Using a .htaccess file, rewrite [G-2] to /WebDir/Handler.php?user=uid. From Handler.php, you can check if it is a valid uid. If it is valid, you will have to include the uid in the deployment provider URL and "Dependent Assemblies Path" in deployment manifest so that if an upgrade request comes (It essentially requests the deployment manifest), you can validate the user there too. Add uid to query string parameters. For eg: change it to /WebDir/MyApp.application?user=uid [G-3]. Don't forget that you will have to resign the manifests once you modify them. Use Mage or write your own code to do that.
So finally, the GET requests on the server will be (assuming uid=1f3rd)
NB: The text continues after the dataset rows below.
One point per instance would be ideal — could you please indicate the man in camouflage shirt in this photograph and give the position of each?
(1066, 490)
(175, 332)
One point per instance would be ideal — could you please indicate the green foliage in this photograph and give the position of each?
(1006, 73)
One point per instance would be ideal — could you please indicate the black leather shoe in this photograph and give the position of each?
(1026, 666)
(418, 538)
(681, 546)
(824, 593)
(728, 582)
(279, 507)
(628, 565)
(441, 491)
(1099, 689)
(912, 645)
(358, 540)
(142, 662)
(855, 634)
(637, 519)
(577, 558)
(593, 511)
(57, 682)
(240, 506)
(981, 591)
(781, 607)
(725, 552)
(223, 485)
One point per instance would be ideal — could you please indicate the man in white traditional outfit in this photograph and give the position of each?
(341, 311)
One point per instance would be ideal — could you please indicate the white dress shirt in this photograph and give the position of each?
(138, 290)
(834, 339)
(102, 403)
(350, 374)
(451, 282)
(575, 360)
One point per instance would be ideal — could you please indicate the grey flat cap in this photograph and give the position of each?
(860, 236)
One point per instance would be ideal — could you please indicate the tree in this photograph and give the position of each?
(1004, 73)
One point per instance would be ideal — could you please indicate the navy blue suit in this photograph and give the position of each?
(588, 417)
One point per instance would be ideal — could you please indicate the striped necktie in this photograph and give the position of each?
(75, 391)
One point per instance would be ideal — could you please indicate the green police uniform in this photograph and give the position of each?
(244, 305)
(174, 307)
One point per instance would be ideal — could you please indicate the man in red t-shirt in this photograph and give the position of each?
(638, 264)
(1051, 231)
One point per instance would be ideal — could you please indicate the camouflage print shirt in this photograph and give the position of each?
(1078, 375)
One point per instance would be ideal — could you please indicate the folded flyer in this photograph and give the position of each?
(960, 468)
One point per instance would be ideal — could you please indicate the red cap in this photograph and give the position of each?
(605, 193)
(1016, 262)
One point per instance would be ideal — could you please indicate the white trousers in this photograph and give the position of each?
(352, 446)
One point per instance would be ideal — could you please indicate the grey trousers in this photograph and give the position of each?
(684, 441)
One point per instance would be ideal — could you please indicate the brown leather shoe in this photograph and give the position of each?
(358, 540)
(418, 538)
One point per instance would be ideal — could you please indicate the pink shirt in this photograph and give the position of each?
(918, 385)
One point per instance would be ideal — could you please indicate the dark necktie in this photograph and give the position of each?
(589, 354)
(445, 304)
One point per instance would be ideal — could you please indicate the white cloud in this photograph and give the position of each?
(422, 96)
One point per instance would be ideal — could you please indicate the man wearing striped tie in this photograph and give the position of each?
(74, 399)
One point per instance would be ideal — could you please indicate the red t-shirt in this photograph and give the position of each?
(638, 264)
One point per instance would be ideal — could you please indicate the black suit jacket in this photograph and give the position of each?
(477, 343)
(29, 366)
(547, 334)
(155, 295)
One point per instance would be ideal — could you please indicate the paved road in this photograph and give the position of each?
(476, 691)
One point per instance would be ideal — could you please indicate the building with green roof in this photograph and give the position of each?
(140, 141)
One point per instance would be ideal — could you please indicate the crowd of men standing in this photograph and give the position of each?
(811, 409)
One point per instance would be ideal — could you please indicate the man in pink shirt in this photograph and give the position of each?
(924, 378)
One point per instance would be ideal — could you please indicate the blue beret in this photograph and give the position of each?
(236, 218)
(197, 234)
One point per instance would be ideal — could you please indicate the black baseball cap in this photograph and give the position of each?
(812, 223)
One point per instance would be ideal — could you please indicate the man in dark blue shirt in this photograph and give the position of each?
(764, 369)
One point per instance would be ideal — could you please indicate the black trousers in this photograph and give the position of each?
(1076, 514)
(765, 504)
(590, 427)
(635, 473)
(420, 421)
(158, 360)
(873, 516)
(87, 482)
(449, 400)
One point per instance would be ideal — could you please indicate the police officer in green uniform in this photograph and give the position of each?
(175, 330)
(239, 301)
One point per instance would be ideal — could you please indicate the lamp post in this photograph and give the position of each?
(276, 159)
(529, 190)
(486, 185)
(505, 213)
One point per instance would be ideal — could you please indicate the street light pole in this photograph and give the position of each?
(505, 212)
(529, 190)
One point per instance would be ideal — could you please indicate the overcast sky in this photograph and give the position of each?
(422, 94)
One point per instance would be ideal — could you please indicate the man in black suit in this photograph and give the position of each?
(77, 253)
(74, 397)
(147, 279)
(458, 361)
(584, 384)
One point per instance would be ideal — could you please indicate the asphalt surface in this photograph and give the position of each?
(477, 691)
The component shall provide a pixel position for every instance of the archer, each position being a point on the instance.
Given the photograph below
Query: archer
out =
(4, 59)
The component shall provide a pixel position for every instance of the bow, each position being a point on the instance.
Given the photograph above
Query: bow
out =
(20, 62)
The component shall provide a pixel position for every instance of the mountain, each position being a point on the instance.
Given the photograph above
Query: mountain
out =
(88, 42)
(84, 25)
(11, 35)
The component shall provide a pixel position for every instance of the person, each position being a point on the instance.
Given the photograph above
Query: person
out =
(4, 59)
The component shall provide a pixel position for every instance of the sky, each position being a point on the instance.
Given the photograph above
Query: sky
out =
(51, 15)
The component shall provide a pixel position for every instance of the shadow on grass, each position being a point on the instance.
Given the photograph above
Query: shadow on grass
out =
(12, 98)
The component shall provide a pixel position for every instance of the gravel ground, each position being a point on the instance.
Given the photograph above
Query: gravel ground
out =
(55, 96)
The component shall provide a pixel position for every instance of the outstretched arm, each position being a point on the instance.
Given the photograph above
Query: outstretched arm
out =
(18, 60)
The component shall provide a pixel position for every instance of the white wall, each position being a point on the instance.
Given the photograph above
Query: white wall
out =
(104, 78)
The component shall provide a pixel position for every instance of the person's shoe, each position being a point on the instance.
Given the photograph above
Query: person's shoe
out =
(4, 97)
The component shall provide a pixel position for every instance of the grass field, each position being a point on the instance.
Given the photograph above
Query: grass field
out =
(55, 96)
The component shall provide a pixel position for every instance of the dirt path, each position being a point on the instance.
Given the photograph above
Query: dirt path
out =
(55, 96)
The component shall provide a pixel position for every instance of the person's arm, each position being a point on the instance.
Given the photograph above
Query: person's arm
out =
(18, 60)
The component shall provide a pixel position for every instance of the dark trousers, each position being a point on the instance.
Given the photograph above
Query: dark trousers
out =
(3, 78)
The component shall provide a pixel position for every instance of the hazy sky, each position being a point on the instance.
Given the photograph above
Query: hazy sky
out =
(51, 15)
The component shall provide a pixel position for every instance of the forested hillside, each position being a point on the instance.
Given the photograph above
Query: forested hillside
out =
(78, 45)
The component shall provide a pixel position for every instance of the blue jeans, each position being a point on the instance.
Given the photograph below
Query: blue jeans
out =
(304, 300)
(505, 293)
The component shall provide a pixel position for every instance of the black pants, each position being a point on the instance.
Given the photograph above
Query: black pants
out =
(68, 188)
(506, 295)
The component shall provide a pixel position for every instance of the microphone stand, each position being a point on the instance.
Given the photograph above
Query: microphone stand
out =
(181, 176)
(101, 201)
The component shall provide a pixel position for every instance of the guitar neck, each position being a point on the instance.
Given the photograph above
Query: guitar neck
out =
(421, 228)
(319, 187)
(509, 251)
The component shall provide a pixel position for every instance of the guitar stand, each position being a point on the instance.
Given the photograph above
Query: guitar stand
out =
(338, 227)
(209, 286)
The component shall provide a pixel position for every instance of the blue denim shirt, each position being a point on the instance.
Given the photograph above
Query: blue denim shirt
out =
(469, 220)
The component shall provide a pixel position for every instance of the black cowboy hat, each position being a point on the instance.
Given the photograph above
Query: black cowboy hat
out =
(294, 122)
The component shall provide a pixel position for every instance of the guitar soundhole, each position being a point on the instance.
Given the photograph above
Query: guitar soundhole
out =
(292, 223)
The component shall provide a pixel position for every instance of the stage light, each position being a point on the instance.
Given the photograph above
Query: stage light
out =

G-1. GET /WebDir/Download.phpAction: return setup.exe with the -url changed
G-2. GET /WebDir/Application/setup.exe/1f3rd/MyApp.ApplicationAction: redirect, validate user, change URL, re-sign and return file
G-3. GET /WebDir/Application/setup.exe/MyApp.Application?user=1f3rdAction: redirect, validate user and return file
G-4. GET /WebDir/Application/1f3rd/Application Files/MyApp_1_0_0_0/MyApp.exe.manifestAction: redirect, validate user and return file
G-5. GET /WebDir/Application/1f3rd/Application Files/MyApp_1_0_0_0/MyApp.exe.deployand other .deploy files ...Action: redirect, validate user and return file
Pros
Application is successfully deployed and upgraded only if all the requests have a valid uid in the URL present.
You can now identify different instances of application on client systems. You can track the update history, do a selective version upgrade/downgrade and much more !
Cons
You will need a windows server to implement the above since you need mage.exe | your-own-.NET-code-signing-application and Msistuff.exe.
You may have minor performance issues since you are performing validation on every file request. You can choose to skip validation on .manifest and .deploy file requests.
You will have to ensure proper security for companies certificate which will be present on the web server for signing (You can store it on the server local file-system if you have the full server to yourself. In that case, it is fine unless somebody breaks into machine itself !)
If you want me to make something clear or explain in detail, feel free to ask. In case you have suggestions for modification to the above, post that too.
I will write a detailed CodeProject article if I have spare time someday.